The next 3 configuration classes retrieve the IDs for url types (homepage, documentation, etc.), dependency types (build, runtime, etc.) and user types (crates user, github user)
2. Database
The DB class offers a set of methods for interacting with the database, including:
- Inserting and selecting data for packages, versions, users, dependencies, and more
- Caching mechanisms to improve performance
- Batch processing capabilities for efficient data insertion
3. Fetcher
The Fetcher class provides functionality for downloading and extracting data from package manager sources.

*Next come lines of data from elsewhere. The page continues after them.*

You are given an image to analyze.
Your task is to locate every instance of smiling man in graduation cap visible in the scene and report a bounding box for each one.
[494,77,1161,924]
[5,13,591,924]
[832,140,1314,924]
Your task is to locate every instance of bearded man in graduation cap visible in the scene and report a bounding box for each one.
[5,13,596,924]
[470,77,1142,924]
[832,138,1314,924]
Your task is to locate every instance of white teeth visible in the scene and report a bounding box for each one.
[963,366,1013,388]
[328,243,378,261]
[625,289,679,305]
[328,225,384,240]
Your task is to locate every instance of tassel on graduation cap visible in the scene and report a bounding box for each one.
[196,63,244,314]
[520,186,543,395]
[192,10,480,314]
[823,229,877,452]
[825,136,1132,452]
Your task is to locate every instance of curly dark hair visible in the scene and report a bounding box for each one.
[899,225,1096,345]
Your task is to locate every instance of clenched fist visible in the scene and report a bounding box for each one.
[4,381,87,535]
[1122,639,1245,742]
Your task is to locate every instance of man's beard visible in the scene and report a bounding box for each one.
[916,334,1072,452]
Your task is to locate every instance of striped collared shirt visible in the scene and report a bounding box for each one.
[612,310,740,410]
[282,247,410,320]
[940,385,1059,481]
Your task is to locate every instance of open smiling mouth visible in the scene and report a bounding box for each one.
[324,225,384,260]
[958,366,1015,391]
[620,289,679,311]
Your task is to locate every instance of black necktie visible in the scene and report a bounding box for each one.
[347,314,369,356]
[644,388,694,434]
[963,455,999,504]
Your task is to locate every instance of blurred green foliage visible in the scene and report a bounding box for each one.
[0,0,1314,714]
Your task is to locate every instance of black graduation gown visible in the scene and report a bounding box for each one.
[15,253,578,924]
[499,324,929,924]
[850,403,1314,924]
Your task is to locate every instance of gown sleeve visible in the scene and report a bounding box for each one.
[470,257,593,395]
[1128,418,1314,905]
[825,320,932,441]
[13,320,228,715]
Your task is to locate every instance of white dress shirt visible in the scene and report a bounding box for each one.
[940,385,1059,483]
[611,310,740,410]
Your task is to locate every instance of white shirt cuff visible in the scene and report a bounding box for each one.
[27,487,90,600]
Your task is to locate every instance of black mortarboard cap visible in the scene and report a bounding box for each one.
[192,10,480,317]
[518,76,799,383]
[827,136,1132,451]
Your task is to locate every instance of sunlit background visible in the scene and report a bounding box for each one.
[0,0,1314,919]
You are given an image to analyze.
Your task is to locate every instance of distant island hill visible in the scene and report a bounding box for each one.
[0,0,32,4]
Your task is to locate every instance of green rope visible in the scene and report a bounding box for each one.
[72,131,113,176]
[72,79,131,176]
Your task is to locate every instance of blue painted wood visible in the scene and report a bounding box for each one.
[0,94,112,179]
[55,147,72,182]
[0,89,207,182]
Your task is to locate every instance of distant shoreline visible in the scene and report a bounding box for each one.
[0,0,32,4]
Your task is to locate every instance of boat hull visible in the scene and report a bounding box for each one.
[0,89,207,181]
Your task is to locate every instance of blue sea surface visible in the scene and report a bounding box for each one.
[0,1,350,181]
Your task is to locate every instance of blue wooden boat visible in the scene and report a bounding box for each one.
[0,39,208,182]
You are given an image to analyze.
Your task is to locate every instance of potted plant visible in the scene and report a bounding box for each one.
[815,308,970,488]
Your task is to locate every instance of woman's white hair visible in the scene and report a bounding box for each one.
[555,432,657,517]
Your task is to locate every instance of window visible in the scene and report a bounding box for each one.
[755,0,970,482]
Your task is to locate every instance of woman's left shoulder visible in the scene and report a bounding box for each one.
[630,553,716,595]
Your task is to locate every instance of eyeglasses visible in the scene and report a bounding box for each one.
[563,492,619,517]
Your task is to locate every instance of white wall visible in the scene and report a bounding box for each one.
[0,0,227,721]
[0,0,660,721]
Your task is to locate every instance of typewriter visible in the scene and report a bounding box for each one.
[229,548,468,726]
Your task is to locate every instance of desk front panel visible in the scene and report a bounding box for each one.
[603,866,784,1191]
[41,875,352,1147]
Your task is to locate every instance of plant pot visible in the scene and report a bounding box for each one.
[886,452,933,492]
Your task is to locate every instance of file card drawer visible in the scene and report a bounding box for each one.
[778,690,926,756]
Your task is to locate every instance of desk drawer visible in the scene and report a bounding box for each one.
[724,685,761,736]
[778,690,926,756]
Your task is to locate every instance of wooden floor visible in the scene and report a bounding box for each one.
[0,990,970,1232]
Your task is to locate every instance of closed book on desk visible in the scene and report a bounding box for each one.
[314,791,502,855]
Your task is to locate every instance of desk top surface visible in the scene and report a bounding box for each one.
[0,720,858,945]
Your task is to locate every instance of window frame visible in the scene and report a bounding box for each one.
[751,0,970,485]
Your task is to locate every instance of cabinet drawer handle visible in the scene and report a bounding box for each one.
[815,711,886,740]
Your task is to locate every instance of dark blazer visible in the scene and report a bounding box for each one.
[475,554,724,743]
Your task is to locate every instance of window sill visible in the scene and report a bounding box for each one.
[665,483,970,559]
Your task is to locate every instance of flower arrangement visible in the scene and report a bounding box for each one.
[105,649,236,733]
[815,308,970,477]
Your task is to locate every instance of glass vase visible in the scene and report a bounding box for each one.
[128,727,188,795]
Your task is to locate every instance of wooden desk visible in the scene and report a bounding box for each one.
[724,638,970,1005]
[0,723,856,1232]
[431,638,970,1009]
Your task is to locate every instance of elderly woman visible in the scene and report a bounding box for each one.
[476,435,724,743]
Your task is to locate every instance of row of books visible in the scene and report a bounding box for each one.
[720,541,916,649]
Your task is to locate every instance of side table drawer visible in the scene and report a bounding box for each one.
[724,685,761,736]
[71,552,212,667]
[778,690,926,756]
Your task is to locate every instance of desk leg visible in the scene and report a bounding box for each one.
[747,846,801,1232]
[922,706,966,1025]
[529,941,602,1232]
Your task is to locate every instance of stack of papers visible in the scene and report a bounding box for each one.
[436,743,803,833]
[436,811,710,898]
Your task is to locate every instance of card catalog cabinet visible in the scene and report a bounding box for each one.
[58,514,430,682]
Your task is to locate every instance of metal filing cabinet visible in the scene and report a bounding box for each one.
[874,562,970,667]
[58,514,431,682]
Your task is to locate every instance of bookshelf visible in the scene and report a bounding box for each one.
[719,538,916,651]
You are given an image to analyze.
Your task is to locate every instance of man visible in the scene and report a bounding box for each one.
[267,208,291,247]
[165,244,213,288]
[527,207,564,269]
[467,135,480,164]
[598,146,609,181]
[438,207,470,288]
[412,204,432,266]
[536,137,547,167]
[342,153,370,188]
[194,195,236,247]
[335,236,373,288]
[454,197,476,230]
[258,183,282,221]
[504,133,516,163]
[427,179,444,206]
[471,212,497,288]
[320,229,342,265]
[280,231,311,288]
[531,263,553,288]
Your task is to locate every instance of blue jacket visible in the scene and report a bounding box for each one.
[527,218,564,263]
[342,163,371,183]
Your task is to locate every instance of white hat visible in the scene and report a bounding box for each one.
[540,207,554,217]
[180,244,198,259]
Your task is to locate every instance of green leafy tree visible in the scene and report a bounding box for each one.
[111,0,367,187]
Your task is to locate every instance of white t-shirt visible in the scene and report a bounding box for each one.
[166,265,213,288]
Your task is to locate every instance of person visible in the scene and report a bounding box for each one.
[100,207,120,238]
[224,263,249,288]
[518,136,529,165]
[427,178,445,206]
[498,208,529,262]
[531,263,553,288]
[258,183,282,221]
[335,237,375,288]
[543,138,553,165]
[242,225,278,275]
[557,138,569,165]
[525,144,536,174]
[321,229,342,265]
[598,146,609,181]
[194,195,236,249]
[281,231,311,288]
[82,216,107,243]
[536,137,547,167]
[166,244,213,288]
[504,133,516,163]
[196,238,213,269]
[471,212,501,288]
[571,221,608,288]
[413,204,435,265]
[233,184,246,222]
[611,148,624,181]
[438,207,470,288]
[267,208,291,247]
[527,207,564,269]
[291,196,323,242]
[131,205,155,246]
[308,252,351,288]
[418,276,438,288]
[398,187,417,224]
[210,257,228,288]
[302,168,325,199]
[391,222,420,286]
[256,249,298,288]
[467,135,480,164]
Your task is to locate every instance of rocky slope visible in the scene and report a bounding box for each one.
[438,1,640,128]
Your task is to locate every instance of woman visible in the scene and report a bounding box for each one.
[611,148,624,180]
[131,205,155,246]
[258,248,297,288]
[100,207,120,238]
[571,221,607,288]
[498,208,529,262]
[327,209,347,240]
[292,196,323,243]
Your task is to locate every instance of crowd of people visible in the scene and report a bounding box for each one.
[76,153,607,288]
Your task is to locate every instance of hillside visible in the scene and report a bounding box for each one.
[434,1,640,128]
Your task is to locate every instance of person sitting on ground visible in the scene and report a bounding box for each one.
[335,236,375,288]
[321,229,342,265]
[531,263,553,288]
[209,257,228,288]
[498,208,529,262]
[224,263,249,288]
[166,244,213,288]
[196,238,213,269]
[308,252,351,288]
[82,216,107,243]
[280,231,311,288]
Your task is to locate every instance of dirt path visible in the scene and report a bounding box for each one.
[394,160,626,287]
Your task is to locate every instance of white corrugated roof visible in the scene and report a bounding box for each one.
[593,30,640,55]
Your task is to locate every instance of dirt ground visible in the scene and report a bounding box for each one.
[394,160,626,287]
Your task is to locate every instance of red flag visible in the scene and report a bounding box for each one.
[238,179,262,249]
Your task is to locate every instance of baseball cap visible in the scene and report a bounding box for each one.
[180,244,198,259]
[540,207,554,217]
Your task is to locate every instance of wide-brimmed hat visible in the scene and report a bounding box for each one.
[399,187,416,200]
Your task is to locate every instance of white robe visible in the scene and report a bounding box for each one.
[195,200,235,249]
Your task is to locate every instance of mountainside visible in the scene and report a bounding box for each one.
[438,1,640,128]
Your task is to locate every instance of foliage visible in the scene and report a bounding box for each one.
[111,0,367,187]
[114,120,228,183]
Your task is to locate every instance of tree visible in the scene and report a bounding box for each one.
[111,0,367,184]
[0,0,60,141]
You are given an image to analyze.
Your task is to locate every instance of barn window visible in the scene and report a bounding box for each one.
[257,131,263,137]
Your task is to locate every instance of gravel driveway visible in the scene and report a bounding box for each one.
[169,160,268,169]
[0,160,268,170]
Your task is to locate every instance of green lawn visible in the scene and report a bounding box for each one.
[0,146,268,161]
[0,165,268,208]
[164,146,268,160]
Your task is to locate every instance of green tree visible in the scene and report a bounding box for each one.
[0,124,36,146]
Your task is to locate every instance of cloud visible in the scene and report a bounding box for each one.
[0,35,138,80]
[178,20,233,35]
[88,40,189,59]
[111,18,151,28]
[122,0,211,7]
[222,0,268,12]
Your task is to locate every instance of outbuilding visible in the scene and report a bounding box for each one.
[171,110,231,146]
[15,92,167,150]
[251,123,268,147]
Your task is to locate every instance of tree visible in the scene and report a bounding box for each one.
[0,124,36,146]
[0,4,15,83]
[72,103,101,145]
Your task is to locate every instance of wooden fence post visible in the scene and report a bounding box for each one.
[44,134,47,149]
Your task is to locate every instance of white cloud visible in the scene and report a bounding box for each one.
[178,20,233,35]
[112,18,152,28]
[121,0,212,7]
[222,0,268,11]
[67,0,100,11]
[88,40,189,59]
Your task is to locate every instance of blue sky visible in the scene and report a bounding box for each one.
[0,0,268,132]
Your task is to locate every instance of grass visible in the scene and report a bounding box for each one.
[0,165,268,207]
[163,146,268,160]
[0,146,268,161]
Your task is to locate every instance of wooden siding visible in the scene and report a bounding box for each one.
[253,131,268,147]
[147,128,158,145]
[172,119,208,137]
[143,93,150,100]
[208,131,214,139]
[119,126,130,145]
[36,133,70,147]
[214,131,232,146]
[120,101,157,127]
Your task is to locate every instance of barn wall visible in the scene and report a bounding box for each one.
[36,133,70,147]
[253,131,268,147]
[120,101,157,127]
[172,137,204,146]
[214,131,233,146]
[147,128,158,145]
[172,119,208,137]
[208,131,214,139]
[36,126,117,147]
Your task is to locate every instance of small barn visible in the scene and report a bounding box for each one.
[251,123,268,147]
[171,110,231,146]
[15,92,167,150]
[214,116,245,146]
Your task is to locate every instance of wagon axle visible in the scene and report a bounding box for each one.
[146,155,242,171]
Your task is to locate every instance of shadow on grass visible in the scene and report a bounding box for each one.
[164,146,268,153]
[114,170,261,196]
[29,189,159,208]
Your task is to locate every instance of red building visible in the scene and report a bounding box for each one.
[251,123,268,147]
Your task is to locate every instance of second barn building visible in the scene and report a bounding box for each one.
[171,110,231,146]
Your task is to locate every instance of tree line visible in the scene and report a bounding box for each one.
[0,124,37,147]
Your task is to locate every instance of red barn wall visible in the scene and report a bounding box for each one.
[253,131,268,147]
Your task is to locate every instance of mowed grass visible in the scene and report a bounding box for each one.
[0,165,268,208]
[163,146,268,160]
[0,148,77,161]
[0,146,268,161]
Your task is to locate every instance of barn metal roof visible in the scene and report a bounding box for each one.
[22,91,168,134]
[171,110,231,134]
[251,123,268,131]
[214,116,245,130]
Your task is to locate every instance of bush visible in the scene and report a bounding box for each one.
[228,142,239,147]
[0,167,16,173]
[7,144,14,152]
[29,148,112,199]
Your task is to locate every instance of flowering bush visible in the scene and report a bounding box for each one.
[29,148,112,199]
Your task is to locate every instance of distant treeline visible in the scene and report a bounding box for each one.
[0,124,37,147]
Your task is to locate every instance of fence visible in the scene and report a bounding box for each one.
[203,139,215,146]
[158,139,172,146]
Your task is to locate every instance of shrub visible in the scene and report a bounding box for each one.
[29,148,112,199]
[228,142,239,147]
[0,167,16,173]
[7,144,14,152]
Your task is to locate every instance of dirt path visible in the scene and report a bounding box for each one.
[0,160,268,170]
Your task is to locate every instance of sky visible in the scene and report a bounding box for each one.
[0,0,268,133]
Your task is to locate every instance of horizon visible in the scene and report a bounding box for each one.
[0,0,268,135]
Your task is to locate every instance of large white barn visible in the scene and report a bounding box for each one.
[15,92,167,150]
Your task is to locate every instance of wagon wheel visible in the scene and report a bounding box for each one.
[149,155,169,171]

It supports:
- Downloading tarball files
- Extracting contents to a specified directory
- Maintaining a "latest" symlink so we always know where to look
4. Logger
A custom logging utility that provides consistent logging across all loaders.
5. Models
SQLAlchemy models representing the database schema, including:
- Package, Version, User, License, DependsOn, and other relevant tables
Note
This is currently used to actually generate the migrations as well
6. Scheduler
A scheduling utility that allows loaders to run at specified intervals.
7. Transformer
The Transformer class provides a base for creating package manager-specific transformers. It includes:
- Methods for locating and reading input files
- Placeholder methods for transforming data into the required format
To create a new loader for a package manager:
- Create a new directory under
package_managers/
for your package manager. - Implement a fetcher that inherits from the base Fetcher, that is able to fetch the raw data from the package manager's source.
- Implement a custom Transformer class that inherits from the base Transformer, that figures out how to map the raw data provided by the package managers into the data model described in the models module.
- Create a main script that utilizes the core components (Config, DB, Fetcher, Transformer, Scheduler) to fetch, transform, and load data.
Example usage can be found in the crates loader.